This time, I will explain the hash method. It's just for my own understanding, so I'm simply satisfied with the part that I'm satisfied with this level of understanding, and on the other hand, I explain the part that took a long time to understand. Please note that.
The hash method is an algorithm that can efficiently add and delete elements as well as search. When considering an array, adding an element requires inserting after performing a search and shifting all the elements behind it, so the processing cost is unexpectedly high.
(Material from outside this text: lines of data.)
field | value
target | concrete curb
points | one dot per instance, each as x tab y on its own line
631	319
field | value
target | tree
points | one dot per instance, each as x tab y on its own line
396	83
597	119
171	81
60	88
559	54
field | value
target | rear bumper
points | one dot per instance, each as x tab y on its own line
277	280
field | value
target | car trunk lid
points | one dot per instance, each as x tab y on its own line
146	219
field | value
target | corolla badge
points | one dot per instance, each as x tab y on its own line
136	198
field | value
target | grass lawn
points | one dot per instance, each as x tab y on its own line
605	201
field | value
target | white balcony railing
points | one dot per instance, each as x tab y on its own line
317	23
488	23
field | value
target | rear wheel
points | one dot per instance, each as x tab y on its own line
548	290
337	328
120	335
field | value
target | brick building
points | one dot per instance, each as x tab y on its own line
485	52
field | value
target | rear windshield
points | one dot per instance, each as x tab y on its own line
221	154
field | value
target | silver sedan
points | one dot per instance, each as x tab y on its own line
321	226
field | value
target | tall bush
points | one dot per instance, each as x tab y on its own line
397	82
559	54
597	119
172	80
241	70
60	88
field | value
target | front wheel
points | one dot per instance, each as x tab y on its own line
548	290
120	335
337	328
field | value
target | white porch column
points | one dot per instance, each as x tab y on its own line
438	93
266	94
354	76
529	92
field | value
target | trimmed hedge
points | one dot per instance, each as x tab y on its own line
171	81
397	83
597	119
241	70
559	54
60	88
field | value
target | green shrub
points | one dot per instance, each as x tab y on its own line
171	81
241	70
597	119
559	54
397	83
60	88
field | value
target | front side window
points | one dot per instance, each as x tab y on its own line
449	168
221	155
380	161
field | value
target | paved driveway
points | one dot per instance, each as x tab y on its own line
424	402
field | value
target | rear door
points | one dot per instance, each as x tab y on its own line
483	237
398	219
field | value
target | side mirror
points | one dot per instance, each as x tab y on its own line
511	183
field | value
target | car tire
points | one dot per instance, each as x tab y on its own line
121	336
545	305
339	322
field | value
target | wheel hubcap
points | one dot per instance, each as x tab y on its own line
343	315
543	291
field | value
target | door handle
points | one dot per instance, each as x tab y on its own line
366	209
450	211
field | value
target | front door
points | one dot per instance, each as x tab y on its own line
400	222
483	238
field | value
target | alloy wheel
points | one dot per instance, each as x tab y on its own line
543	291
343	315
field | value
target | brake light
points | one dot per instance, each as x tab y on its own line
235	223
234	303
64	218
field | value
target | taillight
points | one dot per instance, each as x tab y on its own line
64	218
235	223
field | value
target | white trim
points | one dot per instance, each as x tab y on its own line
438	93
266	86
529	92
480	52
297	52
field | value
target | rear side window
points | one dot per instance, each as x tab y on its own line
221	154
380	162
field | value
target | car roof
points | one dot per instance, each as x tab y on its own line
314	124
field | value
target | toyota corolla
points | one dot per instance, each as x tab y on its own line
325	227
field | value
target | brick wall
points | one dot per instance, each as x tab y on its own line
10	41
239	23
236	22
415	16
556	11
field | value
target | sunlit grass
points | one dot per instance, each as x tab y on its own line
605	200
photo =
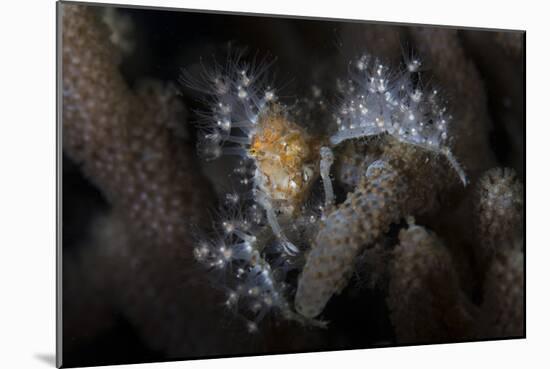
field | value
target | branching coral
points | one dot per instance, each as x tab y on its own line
386	147
125	144
426	302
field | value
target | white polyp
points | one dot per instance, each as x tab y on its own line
241	140
456	166
234	150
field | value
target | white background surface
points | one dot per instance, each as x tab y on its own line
27	180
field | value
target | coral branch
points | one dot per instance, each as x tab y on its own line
364	216
425	299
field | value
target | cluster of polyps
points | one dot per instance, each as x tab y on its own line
278	163
281	161
376	101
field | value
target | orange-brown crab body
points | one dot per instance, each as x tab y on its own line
285	156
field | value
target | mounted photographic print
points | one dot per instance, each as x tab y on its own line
240	184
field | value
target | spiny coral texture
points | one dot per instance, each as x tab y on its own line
123	138
277	246
500	209
410	130
124	142
424	294
503	304
457	72
365	215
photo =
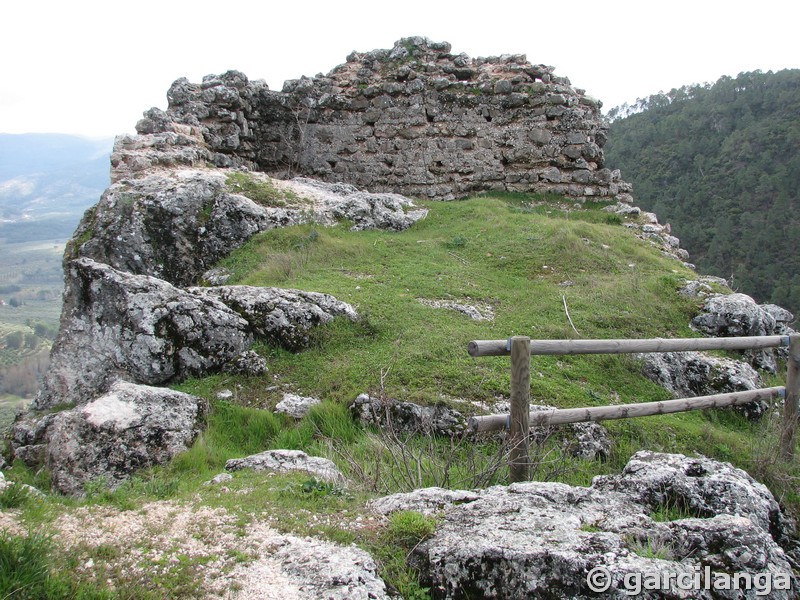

So let's use this hash method.
An array that stores keys so that the hash value is a subscript is a ** hash table **. For example, consider a hash table with the remainder divided by 13 as the hash value.
Key | 5 | 6 | 14 | 20 | 29 | 34 | 37 | 51 | 69 | 75 |
---|---|---|---|---|---|---|---|---|---|---|
value | Mr. Yamamoto | Nozaki | Mr. Takahashi | Suzuki | Mr. Hashimoto | Mr. Hasegawa | Ogawa | Mr. Sato | April 1st | Brian |
Hash value(Residual divided by 13) | 5 | 6 | 1 | 7 | 3 | 8 | 11 | 12 | 4 | 10 |
In this case, put Yamamoto in a [5], Nozaki in a [6], Takahashi in a [1], and so on. Of course, it is not necessary to fill all the elements of the prepared array. For example, a [0] is None here. Also, each element of the array a that appears here is called a ** bucket **.
The open addressing method is a method of rehashing until there is no collision when hash value collision occurs. It will be rehashed if necessary when exploring, adding, or deleting elements.
Key | 5 | 6 | 14 | 20 | 29 | 34 | 37 | 51 | 69 | 75 |
---|---|---|---|---|---|---|---|---|---|---|
value | Mr. Yamamoto | Nozaki | Mr. Takahashi | Suzuki | Mr. Hashimoto | Mr. Hasegawa | Ogawa | Mr. Sato | April 1st | Brian |
Hash value(Residual divided by 13) | 5 | 6 | 1 | 7 | 3 | 8 | 11 | 12 | 4 | 10 |
Array | a[0] | a[1] | a[2] | a[3] | a[4] | a[5] | a[6] | a[7] | a[8] | a[9] | a[10] | a[11] | a[12] |
---|---|---|---|---|---|---|---|---|---|---|---|---|---|
value | None | Mr. Takahashi | None | Mr. Hashimoto | April 1st | Mr. Yamamoto | Nozaki | Suzuki | Mr. Hasegawa | None | Brian | Ogawa | Mr. Sato |
If you add (key: 18, Value: Johnny)
to this array, the hash value is 18% 13 = 5
, so it's already filled with Mr. Yamamoto. So rehash it as (18 + 1)% 13 = 6
. This is also filled with Nozaki-kun, so again, 7 is also filled with Suzuki-kun, so again ... There is no element with a key with a hash value of 9, so I finally succeeded in adding Johnny to a [9]. Did.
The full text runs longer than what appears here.